Human placenta-derived endothelial progenitor cells: an animal-free culture system for efficient expansion.

Abstract

Background: Endothelial progenitor cells (EPCs) play a critical role in vasculogenesis and vascular repair, but their clinical application is hindered by challenges such as cell purity, quantity, and reliance on fetal bovine serum (FBS). This study developed an animal-free system for isolating, induction, and expanding EPCs from the human placenta, evaluating their potential for wound repair.

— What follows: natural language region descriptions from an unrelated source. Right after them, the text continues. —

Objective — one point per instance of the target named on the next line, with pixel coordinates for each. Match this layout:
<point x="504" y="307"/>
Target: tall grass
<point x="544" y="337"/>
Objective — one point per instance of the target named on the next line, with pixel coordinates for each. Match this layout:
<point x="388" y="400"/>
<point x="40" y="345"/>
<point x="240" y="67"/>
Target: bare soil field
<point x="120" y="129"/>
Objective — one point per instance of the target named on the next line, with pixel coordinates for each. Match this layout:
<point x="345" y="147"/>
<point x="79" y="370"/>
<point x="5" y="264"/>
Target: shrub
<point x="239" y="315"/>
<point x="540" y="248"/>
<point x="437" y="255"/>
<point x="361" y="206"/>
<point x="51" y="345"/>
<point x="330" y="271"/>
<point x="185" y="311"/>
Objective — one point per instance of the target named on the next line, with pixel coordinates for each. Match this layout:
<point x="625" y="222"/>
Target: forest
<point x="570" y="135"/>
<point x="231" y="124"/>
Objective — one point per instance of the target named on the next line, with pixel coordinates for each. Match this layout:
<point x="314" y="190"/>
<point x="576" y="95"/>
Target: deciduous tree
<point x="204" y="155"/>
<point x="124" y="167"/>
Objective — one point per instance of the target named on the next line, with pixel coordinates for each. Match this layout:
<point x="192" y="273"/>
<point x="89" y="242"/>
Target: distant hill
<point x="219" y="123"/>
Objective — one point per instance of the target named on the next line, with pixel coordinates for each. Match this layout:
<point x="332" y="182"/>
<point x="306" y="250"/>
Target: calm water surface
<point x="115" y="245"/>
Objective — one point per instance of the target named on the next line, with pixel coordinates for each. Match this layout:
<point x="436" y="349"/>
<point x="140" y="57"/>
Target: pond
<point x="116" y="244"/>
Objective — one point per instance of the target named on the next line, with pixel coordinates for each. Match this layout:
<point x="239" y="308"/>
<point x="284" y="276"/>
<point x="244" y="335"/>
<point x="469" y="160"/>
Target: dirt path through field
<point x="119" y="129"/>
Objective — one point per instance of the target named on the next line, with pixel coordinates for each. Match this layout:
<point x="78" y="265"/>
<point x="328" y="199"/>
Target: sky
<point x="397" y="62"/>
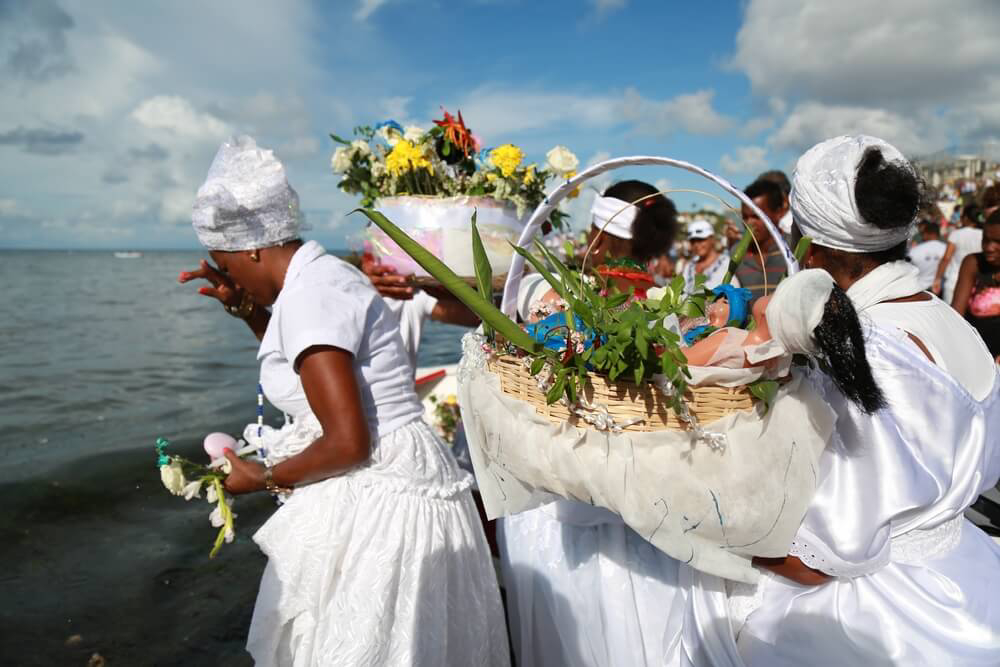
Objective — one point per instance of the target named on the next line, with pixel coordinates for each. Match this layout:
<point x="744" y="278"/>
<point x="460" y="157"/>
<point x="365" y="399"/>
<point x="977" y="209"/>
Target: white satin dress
<point x="386" y="564"/>
<point x="915" y="582"/>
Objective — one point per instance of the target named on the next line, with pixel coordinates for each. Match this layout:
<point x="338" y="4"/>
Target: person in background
<point x="412" y="306"/>
<point x="961" y="243"/>
<point x="927" y="254"/>
<point x="761" y="273"/>
<point x="706" y="258"/>
<point x="977" y="293"/>
<point x="781" y="180"/>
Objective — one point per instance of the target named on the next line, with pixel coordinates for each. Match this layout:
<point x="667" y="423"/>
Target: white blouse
<point x="325" y="301"/>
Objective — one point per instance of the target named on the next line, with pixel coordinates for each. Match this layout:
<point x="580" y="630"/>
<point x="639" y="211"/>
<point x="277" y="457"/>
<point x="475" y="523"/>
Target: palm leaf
<point x="478" y="304"/>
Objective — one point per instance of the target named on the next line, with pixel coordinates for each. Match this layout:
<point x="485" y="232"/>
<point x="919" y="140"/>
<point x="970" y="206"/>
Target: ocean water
<point x="102" y="354"/>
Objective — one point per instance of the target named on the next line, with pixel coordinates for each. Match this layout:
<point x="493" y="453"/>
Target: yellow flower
<point x="529" y="175"/>
<point x="506" y="158"/>
<point x="405" y="157"/>
<point x="576" y="192"/>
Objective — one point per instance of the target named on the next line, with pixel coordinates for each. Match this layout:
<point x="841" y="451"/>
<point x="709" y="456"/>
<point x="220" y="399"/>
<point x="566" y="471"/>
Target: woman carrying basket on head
<point x="376" y="556"/>
<point x="885" y="570"/>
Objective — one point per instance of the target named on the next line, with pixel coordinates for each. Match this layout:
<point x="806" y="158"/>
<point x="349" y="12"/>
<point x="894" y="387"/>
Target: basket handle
<point x="516" y="271"/>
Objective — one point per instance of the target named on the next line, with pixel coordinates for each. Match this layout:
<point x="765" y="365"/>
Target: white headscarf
<point x="796" y="309"/>
<point x="822" y="197"/>
<point x="245" y="202"/>
<point x="613" y="216"/>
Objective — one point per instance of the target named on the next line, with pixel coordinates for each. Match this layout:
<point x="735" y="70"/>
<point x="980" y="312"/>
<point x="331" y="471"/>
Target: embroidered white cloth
<point x="613" y="216"/>
<point x="245" y="201"/>
<point x="915" y="582"/>
<point x="710" y="509"/>
<point x="822" y="197"/>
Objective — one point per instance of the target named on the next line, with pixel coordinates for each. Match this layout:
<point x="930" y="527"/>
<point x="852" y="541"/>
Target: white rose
<point x="562" y="160"/>
<point x="172" y="477"/>
<point x="341" y="160"/>
<point x="361" y="146"/>
<point x="192" y="490"/>
<point x="413" y="134"/>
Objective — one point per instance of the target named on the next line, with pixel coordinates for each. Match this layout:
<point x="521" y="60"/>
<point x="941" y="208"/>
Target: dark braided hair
<point x="842" y="349"/>
<point x="655" y="224"/>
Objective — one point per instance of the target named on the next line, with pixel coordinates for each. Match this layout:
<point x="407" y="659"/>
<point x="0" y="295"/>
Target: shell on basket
<point x="625" y="401"/>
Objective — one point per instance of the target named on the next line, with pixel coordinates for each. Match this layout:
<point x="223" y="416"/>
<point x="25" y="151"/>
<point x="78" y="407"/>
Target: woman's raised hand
<point x="222" y="288"/>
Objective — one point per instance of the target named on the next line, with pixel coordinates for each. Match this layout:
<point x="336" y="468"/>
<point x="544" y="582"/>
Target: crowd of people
<point x="377" y="556"/>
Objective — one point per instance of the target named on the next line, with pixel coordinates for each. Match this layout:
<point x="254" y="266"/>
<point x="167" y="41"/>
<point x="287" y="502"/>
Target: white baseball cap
<point x="700" y="229"/>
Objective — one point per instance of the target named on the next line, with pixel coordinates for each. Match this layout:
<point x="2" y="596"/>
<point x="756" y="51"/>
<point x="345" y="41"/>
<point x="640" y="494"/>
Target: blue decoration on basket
<point x="552" y="331"/>
<point x="739" y="299"/>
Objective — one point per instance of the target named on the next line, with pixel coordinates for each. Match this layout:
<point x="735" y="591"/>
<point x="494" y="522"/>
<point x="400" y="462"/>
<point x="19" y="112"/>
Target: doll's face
<point x="718" y="313"/>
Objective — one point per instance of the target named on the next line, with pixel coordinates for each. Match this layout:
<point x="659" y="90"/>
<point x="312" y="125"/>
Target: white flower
<point x="172" y="477"/>
<point x="360" y="146"/>
<point x="390" y="134"/>
<point x="192" y="490"/>
<point x="562" y="160"/>
<point x="341" y="160"/>
<point x="413" y="134"/>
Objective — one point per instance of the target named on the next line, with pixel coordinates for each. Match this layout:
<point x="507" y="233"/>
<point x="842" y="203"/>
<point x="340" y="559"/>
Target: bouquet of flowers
<point x="186" y="478"/>
<point x="430" y="182"/>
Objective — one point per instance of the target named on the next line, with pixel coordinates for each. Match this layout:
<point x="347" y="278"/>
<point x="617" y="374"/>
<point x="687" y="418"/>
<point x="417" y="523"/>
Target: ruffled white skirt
<point x="385" y="565"/>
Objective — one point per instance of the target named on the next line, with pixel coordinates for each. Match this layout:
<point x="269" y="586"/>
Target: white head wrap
<point x="245" y="201"/>
<point x="796" y="308"/>
<point x="620" y="213"/>
<point x="822" y="197"/>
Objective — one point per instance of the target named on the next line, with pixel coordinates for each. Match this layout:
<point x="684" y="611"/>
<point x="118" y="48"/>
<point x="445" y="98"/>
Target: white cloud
<point x="366" y="8"/>
<point x="690" y="112"/>
<point x="812" y="122"/>
<point x="177" y="115"/>
<point x="744" y="160"/>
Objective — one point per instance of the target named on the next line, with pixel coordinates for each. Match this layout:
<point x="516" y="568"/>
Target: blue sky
<point x="111" y="111"/>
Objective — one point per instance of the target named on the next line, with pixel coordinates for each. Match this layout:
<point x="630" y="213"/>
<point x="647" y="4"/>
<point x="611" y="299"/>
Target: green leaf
<point x="766" y="391"/>
<point x="484" y="272"/>
<point x="478" y="304"/>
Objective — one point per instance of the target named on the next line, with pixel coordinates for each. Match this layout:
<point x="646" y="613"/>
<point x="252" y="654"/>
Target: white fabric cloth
<point x="933" y="322"/>
<point x="613" y="216"/>
<point x="797" y="307"/>
<point x="926" y="257"/>
<point x="245" y="201"/>
<point x="385" y="564"/>
<point x="967" y="240"/>
<point x="711" y="508"/>
<point x="411" y="313"/>
<point x="584" y="590"/>
<point x="915" y="582"/>
<point x="326" y="301"/>
<point x="822" y="198"/>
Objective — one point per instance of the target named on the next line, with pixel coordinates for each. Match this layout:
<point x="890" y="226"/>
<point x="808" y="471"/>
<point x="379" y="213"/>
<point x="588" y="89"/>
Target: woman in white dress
<point x="376" y="556"/>
<point x="583" y="589"/>
<point x="885" y="570"/>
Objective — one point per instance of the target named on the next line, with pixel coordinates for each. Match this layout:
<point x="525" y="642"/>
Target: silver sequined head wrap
<point x="245" y="202"/>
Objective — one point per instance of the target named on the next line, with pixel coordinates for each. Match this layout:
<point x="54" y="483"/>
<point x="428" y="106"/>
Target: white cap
<point x="700" y="229"/>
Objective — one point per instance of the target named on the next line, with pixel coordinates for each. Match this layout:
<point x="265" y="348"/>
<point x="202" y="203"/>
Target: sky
<point x="110" y="112"/>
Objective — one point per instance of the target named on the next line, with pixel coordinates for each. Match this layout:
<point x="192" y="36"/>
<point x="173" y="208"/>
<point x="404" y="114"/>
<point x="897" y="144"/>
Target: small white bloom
<point x="192" y="490"/>
<point x="360" y="146"/>
<point x="413" y="134"/>
<point x="341" y="160"/>
<point x="562" y="160"/>
<point x="172" y="477"/>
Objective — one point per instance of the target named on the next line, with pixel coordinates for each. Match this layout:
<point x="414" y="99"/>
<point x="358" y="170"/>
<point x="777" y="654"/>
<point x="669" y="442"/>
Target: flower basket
<point x="441" y="225"/>
<point x="634" y="408"/>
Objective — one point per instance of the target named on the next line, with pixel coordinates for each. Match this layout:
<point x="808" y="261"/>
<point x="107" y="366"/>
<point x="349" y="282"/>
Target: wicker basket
<point x="623" y="399"/>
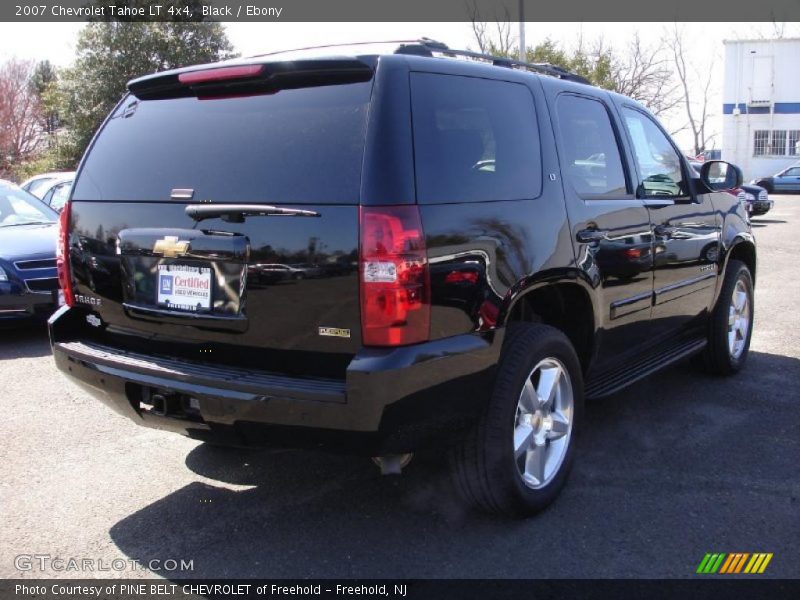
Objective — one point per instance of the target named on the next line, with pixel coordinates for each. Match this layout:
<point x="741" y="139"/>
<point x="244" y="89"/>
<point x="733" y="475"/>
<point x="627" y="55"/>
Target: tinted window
<point x="659" y="164"/>
<point x="60" y="196"/>
<point x="296" y="146"/>
<point x="591" y="160"/>
<point x="474" y="139"/>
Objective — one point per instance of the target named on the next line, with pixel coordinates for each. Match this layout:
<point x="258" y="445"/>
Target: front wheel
<point x="517" y="457"/>
<point x="731" y="325"/>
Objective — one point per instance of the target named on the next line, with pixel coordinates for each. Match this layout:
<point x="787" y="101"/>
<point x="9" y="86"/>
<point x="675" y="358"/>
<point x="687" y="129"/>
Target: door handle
<point x="588" y="236"/>
<point x="665" y="230"/>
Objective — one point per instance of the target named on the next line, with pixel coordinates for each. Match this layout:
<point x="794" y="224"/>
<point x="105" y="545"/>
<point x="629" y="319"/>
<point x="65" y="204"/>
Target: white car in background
<point x="38" y="185"/>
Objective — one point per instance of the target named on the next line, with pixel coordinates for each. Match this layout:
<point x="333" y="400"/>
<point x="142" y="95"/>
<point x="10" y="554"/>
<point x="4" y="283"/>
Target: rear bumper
<point x="392" y="400"/>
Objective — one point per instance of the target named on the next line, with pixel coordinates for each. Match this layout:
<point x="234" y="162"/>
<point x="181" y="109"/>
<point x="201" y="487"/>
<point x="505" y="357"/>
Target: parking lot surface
<point x="675" y="466"/>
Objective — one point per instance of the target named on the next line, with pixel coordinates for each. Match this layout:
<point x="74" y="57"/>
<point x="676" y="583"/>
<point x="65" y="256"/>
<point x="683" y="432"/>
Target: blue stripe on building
<point x="780" y="108"/>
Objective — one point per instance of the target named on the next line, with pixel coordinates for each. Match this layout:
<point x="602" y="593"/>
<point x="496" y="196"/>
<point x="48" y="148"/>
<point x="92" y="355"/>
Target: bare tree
<point x="694" y="91"/>
<point x="20" y="113"/>
<point x="644" y="73"/>
<point x="496" y="38"/>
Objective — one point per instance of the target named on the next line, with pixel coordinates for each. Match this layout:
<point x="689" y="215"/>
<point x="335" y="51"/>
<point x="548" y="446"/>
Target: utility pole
<point x="522" y="52"/>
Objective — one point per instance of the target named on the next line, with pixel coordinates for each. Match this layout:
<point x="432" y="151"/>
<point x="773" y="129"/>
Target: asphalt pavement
<point x="676" y="466"/>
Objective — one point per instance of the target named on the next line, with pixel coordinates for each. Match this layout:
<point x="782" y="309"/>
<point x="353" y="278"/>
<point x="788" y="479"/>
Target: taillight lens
<point x="62" y="256"/>
<point x="395" y="282"/>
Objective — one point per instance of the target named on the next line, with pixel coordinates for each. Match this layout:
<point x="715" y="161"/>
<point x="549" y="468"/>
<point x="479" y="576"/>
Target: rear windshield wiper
<point x="28" y="223"/>
<point x="236" y="213"/>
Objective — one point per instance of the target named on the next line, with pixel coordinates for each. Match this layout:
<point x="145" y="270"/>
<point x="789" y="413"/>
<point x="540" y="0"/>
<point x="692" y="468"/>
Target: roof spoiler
<point x="234" y="78"/>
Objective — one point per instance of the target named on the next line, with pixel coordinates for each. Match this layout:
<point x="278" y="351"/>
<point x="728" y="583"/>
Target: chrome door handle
<point x="588" y="236"/>
<point x="665" y="230"/>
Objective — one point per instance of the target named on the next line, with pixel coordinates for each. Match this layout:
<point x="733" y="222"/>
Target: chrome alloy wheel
<point x="543" y="423"/>
<point x="738" y="319"/>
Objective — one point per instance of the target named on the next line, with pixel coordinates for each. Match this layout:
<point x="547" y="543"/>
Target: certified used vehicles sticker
<point x="184" y="287"/>
<point x="334" y="332"/>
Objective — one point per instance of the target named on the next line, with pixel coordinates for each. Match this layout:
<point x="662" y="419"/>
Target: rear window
<point x="474" y="139"/>
<point x="295" y="146"/>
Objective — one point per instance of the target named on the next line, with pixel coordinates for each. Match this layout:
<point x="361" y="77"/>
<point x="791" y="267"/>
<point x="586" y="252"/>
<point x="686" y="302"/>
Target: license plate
<point x="184" y="287"/>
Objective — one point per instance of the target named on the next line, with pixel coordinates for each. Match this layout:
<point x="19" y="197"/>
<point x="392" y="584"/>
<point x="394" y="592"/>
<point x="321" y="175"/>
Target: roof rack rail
<point x="433" y="48"/>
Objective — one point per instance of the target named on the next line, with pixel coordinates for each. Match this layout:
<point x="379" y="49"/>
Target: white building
<point x="761" y="105"/>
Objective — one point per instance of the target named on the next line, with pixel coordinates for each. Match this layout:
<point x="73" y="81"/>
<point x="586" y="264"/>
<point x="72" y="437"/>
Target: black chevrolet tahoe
<point x="483" y="243"/>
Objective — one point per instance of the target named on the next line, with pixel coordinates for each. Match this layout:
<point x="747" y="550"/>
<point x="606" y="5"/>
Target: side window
<point x="60" y="196"/>
<point x="659" y="164"/>
<point x="474" y="139"/>
<point x="591" y="162"/>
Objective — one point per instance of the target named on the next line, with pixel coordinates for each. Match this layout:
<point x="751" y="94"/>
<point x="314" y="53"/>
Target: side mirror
<point x="718" y="175"/>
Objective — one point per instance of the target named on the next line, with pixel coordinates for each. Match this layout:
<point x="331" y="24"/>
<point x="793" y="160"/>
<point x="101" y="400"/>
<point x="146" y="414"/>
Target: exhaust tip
<point x="392" y="464"/>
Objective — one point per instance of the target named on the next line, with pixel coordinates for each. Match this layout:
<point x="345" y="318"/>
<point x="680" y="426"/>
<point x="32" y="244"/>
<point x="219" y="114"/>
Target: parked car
<point x="787" y="180"/>
<point x="28" y="280"/>
<point x="39" y="184"/>
<point x="490" y="205"/>
<point x="755" y="197"/>
<point x="57" y="194"/>
<point x="272" y="273"/>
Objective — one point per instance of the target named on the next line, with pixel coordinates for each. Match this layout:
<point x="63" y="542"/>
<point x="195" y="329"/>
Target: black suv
<point x="494" y="241"/>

Methods: Mononuclear cells (MNCs) were isolated from full-term placenta and induced into EPCs using an animal-free medium supplemented with bFGF, IGF, and VEGF. EPCs were characterized by flow cytometry for markers CD133, CD34, and VEGFR2, while CD31 and CD45 served as negative markers. Functional assays, including Ac-LDL uptake, migration, and tube formation, confirmed EPC properties. The wound-repair potential was assessed in a mouse model.

Results: The induced EPCs exhibited high purity (> 95%) and expressed CD133, CD34, and VEGFR2 while being negative for CD31 and CD45. The system yielded 1 × 10⁸ EPCs from 10 g of placental tissue, demonstrating high proliferative capacity. Functional assays confirmed robust tube formation, migration, and Ac-LDL uptake in vitro. In vivo, EPCs significantly enhanced wound repair.

Conclusions: In conclusion, human placenta-derived EPCs cultured in an animal-free system displayed high purity, self-renewal capacity, and functional efficacy, making them a promising cell source for therapeutic applications, particularly in wound repair.